Les groupes s’épiaient depuis un moment déjà, lorsque, abandonnant leur guerre des drapeaux, deux étoiles vertes d’un côté, trois étoiles rouges de l’autre, les partisans du régime syrien de Bachar Al-Assad et ceux de la rébellion syrienne en sont venus aux mains, donnant, vendredi 29 mars, à Tunis, un peu de fil à retordre aux organisateurs du Forum social mondial (FSM). « Dieu, la Syrie et Bachar ! », apostrophaient les uns, « Dieu, la Syrie, le peuple ! », scandaient les autres. Mais, surprise, le camp des pro-Bachar était surtout composé de Tunisiens nationalistes arabes, soutenus par le parti baasiste local.
« Je suis choqué, tous les jours les médias tunisiens attaquent la révolution syrienne... », soufflait, dépité de devoir battre en retraite, Oubada Abbous, un étudiant de 23 ans, originaire d’Idlib au nord-ouest de la Syrie, non loin d’Alep.
En Tunisie, pays qui a donné, le premier, le signal, des soulèvements arabes, le contraste est parfois, il est vrai, déroutant. Ainsi, quand une partie de la société tunisienne s’émeut chaque jour un peu plus du départ de nombreux jeunes partis faire le djihad en Syrie dans les rangs de groupes armés, d’autres défendent bec et ongles le régime de Bachar Al-Assad.
Finalement, la tension retombe une fois les fauteurs de trouble dispersés, mais les organisateurs du FSM veillent au grain. Le grand rendez-vous altermondialiste, qui s’est ouvert pour la première fois en terre arabe depuis le 26 mars, réunit, sur le campus universitaire Al-Manar de Tunis, des ennemis jurés. La délégation marocaine affiche la couleur sur sa tente, avec une banderole dénonçant la « propagande » du Polisario, à côté de Sahraouis pro-indépendantistes venus en nombre.
Un petit groupe d’opposants iraniens défile au nez et à la barbe de militants qui ont tendu un grand portrait de l’ayatollah Khomeyni. Les Algériens ne sont pas tous d’accord entre eux. Il y a ceux qui défendent un « pays démocratique », et ceux qui y dénoncent « les atteintes aux droits de l’homme » et l’empêchement fait par les autorités à des syndicalistes autonomes et à des militants contestataires de se rendre au FSM.
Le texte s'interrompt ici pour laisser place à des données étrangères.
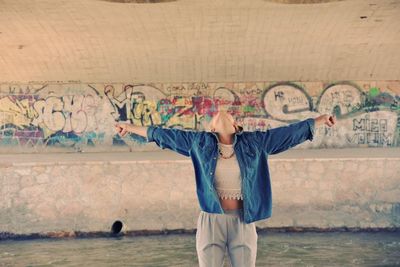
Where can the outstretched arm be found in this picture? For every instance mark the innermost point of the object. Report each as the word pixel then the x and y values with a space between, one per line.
pixel 175 139
pixel 279 139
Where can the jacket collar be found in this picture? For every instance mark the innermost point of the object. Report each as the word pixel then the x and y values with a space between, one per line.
pixel 239 132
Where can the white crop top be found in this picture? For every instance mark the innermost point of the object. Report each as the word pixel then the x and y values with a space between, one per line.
pixel 228 182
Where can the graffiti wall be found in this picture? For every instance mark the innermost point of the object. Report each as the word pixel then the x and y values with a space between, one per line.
pixel 58 116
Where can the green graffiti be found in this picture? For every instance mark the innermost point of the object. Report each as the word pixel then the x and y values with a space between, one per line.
pixel 374 91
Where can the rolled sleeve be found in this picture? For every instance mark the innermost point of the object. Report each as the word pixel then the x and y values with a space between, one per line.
pixel 175 139
pixel 150 131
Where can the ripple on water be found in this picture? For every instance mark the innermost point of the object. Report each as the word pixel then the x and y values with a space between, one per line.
pixel 274 249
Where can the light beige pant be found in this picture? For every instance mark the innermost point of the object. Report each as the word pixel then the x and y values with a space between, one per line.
pixel 218 232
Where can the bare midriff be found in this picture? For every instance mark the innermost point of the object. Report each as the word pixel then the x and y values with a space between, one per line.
pixel 231 204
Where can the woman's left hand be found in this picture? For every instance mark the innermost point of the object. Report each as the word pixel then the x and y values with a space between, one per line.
pixel 327 119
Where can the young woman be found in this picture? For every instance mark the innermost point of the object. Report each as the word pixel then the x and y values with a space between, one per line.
pixel 232 179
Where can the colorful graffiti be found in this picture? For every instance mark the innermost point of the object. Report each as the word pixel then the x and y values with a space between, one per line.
pixel 73 115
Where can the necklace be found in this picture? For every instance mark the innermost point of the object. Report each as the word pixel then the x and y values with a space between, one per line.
pixel 225 151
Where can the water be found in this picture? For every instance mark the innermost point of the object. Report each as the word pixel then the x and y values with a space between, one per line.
pixel 274 249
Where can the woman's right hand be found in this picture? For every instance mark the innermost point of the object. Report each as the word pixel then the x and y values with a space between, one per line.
pixel 122 128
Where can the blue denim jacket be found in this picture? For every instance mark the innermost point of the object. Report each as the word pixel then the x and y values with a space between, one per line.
pixel 252 150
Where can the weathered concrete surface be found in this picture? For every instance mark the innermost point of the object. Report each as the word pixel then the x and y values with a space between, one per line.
pixel 156 190
pixel 72 116
pixel 191 40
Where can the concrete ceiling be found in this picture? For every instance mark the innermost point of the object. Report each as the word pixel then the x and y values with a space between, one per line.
pixel 199 40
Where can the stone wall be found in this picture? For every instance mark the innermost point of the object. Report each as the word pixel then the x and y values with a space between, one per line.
pixel 156 190
pixel 69 117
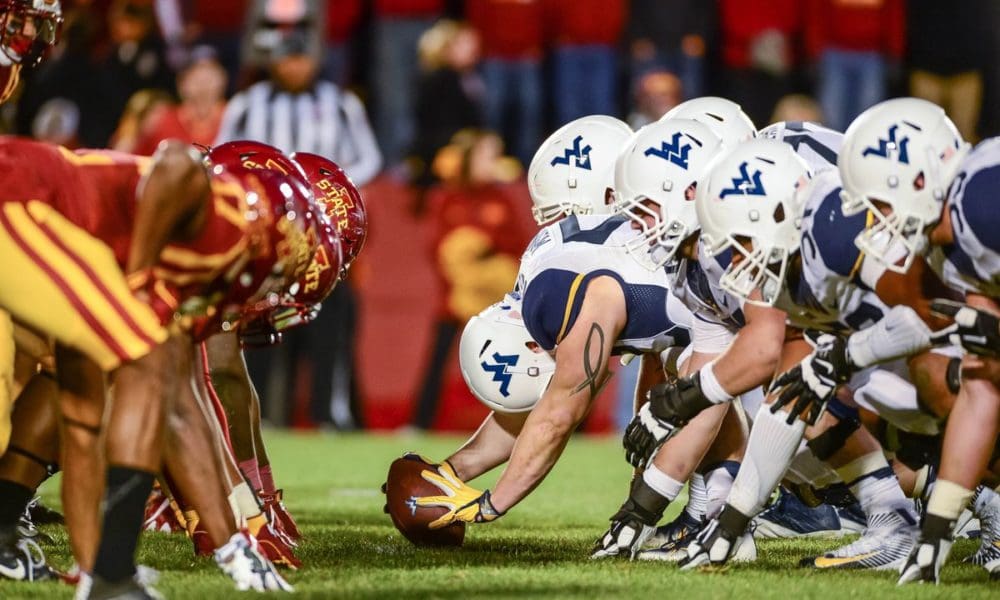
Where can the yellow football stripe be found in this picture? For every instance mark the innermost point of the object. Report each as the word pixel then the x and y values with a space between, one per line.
pixel 189 259
pixel 102 262
pixel 569 305
pixel 231 214
pixel 12 80
pixel 78 281
pixel 869 221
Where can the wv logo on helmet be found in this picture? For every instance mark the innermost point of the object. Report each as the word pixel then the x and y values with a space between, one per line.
pixel 671 151
pixel 888 147
pixel 499 370
pixel 581 156
pixel 745 184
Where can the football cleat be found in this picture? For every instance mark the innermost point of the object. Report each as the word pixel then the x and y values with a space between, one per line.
pixel 202 543
pixel 23 560
pixel 723 539
pixel 988 553
pixel 683 527
pixel 279 516
pixel 276 547
pixel 241 560
pixel 43 515
pixel 930 553
pixel 789 517
pixel 968 527
pixel 670 542
pixel 160 515
pixel 623 538
pixel 885 544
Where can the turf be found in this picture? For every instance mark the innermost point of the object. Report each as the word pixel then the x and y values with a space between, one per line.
pixel 539 549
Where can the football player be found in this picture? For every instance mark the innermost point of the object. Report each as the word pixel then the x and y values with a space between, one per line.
pixel 27 29
pixel 926 194
pixel 580 292
pixel 815 287
pixel 340 246
pixel 658 168
pixel 98 237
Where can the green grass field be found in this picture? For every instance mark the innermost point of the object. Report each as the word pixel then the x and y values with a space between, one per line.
pixel 539 549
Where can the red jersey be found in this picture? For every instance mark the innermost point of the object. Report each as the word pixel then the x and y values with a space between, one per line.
pixel 96 190
pixel 9 78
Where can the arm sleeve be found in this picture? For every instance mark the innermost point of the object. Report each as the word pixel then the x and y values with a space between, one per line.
pixel 900 333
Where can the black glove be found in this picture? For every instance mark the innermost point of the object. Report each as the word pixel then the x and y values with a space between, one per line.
pixel 975 330
pixel 670 406
pixel 812 382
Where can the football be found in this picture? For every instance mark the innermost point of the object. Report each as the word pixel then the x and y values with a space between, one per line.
pixel 402 485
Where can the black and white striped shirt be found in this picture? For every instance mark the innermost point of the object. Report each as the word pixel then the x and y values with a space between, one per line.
pixel 324 120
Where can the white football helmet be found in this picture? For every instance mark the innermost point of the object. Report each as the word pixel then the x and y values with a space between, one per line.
pixel 656 177
pixel 27 29
pixel 816 144
pixel 903 153
pixel 724 117
pixel 752 195
pixel 573 169
pixel 503 367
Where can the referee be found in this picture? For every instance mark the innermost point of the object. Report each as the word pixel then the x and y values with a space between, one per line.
pixel 296 112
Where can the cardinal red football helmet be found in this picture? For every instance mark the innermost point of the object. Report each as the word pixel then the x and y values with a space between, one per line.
pixel 340 199
pixel 249 154
pixel 27 29
pixel 282 240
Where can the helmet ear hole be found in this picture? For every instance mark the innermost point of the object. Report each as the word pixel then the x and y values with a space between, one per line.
pixel 779 213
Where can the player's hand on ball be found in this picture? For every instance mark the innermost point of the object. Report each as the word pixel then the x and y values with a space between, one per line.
pixel 464 503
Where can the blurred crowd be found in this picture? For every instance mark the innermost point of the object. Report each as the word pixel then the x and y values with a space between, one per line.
pixel 452 97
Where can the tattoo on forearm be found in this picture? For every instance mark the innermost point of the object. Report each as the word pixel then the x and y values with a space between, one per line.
pixel 593 361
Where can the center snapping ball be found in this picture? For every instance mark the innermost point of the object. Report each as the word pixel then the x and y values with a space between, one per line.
pixel 402 486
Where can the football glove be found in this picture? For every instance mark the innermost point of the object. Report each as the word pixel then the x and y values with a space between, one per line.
pixel 930 553
pixel 671 406
pixel 975 330
pixel 812 382
pixel 464 503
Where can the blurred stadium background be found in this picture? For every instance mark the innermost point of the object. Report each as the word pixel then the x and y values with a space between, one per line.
pixel 436 106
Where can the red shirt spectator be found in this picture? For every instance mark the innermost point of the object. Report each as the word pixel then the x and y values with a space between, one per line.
pixel 408 8
pixel 871 25
pixel 585 22
pixel 220 16
pixel 742 21
pixel 508 29
pixel 342 18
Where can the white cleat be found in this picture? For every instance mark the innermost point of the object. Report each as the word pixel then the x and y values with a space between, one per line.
pixel 241 560
pixel 884 545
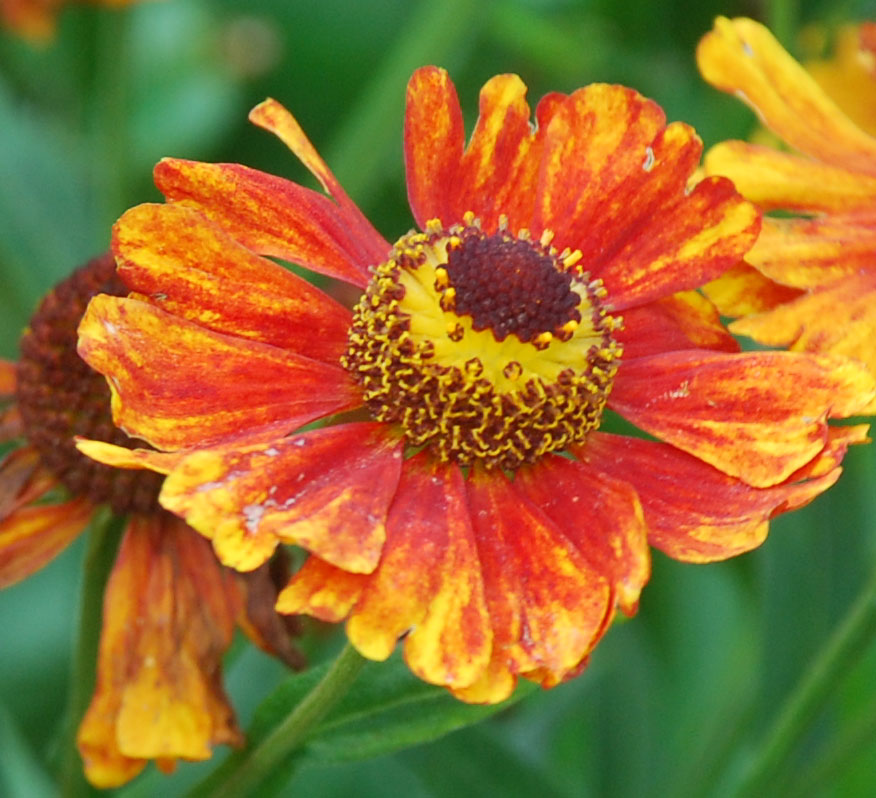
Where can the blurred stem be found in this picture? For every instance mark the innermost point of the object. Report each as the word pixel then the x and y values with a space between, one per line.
pixel 274 751
pixel 103 541
pixel 782 19
pixel 838 656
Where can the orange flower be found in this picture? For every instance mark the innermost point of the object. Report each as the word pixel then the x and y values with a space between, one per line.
pixel 460 491
pixel 169 608
pixel 819 294
pixel 35 19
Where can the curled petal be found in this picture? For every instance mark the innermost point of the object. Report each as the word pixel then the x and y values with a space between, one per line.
pixel 30 537
pixel 758 416
pixel 270 215
pixel 742 57
pixel 176 384
pixel 327 490
pixel 428 582
pixel 693 511
pixel 774 179
pixel 168 617
pixel 839 319
pixel 201 274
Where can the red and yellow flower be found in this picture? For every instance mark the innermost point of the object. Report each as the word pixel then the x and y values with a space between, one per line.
pixel 815 288
pixel 170 608
pixel 460 490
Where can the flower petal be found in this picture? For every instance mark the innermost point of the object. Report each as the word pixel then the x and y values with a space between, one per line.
pixel 321 590
pixel 168 617
pixel 742 57
pixel 600 514
pixel 327 490
pixel 32 536
pixel 758 416
pixel 775 179
pixel 681 321
pixel 742 290
pixel 177 384
pixel 839 319
pixel 694 512
pixel 190 267
pixel 428 581
pixel 271 216
pixel 433 144
pixel 547 604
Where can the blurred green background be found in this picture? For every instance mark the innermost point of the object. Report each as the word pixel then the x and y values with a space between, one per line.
pixel 675 700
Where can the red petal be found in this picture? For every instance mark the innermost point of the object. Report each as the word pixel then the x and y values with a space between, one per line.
pixel 191 268
pixel 597 512
pixel 758 416
pixel 271 216
pixel 176 384
pixel 168 617
pixel 433 144
pixel 428 581
pixel 327 490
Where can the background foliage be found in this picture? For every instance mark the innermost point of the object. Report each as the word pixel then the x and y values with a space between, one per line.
pixel 676 700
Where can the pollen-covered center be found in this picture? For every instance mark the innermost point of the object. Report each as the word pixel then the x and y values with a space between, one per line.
pixel 491 349
pixel 59 396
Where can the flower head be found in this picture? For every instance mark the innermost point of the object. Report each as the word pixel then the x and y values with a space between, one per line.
pixel 819 294
pixel 169 607
pixel 461 490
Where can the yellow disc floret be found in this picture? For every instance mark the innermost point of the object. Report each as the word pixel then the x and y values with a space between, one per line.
pixel 486 348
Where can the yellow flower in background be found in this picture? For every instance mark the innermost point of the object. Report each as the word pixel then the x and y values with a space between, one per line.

Partout, les nationalistes arabes dominent, ici, par exemple, avec un portrait de Saddam Hussein. Les islamistes aussi sont bien présents, studieux dans l’atelier consacré à l’islam politique et aux révolutions arabes, alors même que des voix se sont élevées, lors de l’assemblée des femmes, pour crier « A bas les Frères musulmans ! » Français, Italiens, Espagnols, les Européens ne sont pas en reste, tout comme les Africains et les Brésiliens, pour condamner, des piles de tracts à l’appui, la « dictature du capitalisme » et ses ravages.
AMBIANCE FÉROCE
Placé sous haute surveillance sécuritaire, ce forum, qui a laissé dans l’ensemble les Tunisois plutôt indifférents ou dubitatifs, est avant tout un mélange de couleurs et de sons où les chants traditionnels se mêlent à l’Internationale. On s’agglutine devant des stands qui exposent des tasses à l’effigie de Che Guevara et des assiettes au portrait de Chokri Belaïd, l’opposant tunisien de gauche assassiné à Tunis le 6 février.
Festive avant tout, l’ambiance se fait parfois féroce lorsqu’il s’agit de piétiner ou de brûler un drapeau israélien. Le lien unificateur entre tous, ici, reste la cause palestinienne, impossible à ignorer avec l’immense drapeau déroulé sur une façade du campus, les stands d’aide pour Gaza, et les nombreux slogans qui éclatent à tout moment. C’est par un dernier grand rassemblement pour la Palestine que le rendez-vous altermondialiste devait ainsi s’achever, samedi 30 janvier.